In the context of function calls, these are a feature of the OpenAI API that allows you to execute a predefined function as part of the model’s response. You can create a function that, when called, accesses the document’s metadata and returns the file name and page number alongside the response. The documentation provides information on how to structure these calls and integrate them into your application.

It’s important to note that function calls would need to be tailored to your specific data structure and retrieval needs. They would also require the metadata to be structured and accessible in a way that the function can reliably retrieve it.

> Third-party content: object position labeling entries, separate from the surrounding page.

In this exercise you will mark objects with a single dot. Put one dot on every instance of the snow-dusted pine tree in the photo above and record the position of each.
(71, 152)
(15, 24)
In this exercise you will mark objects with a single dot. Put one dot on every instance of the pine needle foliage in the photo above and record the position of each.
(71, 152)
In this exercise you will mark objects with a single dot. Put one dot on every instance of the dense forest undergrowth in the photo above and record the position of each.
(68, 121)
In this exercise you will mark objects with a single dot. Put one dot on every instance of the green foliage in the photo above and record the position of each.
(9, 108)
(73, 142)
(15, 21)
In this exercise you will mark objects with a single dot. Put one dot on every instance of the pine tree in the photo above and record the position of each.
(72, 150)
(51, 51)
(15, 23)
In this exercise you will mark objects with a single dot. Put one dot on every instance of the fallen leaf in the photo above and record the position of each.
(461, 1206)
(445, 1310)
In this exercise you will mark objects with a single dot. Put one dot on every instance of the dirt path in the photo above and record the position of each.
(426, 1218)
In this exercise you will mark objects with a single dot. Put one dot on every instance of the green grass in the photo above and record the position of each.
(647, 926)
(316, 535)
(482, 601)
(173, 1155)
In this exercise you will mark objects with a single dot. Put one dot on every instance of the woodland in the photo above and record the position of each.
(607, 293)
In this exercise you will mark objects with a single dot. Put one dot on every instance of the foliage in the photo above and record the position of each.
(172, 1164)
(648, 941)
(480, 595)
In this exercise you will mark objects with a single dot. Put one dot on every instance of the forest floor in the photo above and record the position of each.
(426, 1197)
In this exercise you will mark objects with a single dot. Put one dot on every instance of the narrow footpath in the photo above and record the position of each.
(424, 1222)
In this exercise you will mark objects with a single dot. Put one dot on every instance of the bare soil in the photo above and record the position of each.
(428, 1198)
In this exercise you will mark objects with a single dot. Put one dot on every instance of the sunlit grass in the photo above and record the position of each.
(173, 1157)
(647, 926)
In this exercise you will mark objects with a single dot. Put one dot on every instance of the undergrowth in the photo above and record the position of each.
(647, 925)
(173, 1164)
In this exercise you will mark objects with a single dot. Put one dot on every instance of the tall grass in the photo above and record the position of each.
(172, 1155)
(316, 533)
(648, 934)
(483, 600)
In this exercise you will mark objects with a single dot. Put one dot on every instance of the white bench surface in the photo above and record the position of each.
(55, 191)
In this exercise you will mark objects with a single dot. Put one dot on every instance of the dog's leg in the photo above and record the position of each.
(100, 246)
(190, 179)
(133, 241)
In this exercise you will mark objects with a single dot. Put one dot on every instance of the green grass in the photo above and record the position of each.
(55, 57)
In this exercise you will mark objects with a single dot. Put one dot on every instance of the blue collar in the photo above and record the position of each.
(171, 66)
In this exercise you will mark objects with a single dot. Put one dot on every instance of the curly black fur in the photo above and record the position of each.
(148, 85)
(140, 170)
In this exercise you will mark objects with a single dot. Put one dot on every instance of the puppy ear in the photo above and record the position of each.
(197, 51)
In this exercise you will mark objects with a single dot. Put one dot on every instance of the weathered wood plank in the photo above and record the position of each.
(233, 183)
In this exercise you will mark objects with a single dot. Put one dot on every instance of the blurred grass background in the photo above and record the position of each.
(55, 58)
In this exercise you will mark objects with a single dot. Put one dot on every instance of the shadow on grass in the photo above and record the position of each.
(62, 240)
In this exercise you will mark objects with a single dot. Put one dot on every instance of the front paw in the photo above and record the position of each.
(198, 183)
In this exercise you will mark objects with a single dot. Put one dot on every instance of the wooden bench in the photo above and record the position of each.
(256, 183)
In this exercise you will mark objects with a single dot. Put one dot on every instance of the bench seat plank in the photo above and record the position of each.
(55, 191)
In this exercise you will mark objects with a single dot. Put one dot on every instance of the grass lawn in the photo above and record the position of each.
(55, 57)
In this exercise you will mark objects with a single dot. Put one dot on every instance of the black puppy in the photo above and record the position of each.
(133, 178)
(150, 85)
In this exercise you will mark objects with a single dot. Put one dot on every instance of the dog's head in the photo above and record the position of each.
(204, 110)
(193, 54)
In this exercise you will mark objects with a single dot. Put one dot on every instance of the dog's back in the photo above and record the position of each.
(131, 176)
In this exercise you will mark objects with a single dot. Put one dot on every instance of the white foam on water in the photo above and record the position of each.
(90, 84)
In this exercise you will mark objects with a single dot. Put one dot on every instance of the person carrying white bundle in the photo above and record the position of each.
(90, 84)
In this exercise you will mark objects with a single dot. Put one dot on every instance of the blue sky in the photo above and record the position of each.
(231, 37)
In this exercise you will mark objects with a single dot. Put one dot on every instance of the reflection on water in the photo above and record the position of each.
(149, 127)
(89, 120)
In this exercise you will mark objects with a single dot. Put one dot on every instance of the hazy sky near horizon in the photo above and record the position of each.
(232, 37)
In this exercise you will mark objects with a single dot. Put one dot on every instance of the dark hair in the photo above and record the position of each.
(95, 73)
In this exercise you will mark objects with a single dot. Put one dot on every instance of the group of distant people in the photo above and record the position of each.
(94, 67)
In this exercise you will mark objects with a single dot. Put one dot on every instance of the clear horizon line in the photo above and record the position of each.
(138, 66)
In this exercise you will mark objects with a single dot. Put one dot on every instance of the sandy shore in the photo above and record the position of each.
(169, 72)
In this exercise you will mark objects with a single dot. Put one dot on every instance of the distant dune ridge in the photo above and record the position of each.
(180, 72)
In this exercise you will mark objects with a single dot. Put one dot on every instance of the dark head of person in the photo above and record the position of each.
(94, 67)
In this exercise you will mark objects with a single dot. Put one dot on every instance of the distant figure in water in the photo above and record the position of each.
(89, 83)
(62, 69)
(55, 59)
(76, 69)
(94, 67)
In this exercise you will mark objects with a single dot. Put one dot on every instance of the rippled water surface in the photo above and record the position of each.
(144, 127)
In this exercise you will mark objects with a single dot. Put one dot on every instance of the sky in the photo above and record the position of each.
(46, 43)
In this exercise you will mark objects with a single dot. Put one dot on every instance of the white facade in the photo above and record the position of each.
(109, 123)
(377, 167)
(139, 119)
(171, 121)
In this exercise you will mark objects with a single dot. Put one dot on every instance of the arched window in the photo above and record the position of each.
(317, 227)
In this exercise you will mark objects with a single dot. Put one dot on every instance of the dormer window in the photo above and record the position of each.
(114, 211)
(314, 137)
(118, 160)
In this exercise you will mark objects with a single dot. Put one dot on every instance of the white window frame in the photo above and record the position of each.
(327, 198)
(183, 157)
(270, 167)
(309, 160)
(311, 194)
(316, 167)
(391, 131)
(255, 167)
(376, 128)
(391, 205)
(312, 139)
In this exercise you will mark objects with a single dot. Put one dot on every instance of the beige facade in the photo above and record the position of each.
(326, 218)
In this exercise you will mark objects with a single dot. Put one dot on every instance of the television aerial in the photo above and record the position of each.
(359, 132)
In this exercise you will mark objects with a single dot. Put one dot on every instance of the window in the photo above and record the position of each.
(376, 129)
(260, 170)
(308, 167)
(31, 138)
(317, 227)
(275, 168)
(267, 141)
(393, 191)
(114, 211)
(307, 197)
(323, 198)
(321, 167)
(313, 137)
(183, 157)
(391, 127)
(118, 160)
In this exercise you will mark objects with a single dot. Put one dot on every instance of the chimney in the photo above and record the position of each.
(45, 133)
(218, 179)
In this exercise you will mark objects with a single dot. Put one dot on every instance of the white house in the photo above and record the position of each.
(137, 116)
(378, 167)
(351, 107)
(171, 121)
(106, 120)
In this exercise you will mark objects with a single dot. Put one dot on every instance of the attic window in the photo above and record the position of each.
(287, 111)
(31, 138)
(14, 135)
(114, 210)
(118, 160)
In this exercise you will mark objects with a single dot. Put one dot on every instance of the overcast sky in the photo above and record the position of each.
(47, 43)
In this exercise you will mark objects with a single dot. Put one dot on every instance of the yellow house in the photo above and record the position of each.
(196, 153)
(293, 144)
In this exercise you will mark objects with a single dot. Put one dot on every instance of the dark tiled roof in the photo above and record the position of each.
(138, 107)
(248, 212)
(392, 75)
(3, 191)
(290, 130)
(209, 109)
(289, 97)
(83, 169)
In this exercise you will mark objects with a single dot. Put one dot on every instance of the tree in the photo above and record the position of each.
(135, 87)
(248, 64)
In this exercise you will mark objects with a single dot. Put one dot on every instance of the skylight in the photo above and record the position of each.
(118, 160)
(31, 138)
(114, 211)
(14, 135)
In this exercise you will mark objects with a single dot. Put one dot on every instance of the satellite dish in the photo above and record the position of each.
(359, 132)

Here is a generic example of how a system message with placeholders for metadata might look:

{
“system”: “fetch_document_details”,
“data”: {
“file_name_placeholder”: “{file_name}”,
“page_number_placeholder”: “{page_number}”
}
}

For a function call, you might define a function in your application that accesses and retrieves file metadata. When the chatbot needs to provide this information, it would issue a function call within the prompt. Here’s a simplified pseudo-code example:

def get_file_metadata(document_id):
# Placeholder function to get file metadata based on the document ID
metadata = database.get_document_metadata(document_id)
return {
“file_name”: metadata.file_name,
“page_number”: metadata.page_number
}

Example of calling the function in the chatbot prompt

metadata = get_file_metadata(‘doc123’)
response = chatbot.prompt(f"File name: {metadata[‘file_name’]}, Page: {metadata[‘page_number’]}")

This is a high-level example and would need to be adjusted for the specific programming language and data access methods that you are using.

I hope this helps. All the best

2 Likes

Oh cool, Where can I find more about RAG setup information?

Happy it helped. The OpenAI documentation does not go into RAG configuration parameters for developers…yet (cross my fingers) so I believe that for now this is all handled by OpenAI. The OpenAI documentation is really good and will get better as more features, projects and use cases roll out OpenAI Platform


Thanks for your kind explain, however it doesn’t work when I put like this. It doesn’t give me source information that I wanted.
And anyone have information how openai price when they retrieve, I couldn’t find any information how they use RAG, exactly what prompt was inputted even I checked run step result.

I did do some further checking and RAG (Called Retrieval) setup is in fact handled automatically after you select retrieval and upload your files to OpenAI if you are building and assistant in the OpenAI playground type UI.

If you are buiding a GPT in ChatGPT Plus the setup is similar with regard to selecting the Retrieval (RAG) check box. You can also use the Tool Retrieval code if you are hard coding your application. I have attached a screenshot of how to set it up in OpenAi as well as a link to the code. All the best with your application! OpenAi Tools Retrieval|397x203
https://platform.openai.com/docs/assistants/tools/knowledge-retrieval

Click logs in the upper right corner to open the log window and there will be many detailed execution steps.It depends on whether it has been completed, and it seems that the running results must be seen in the return results on the right?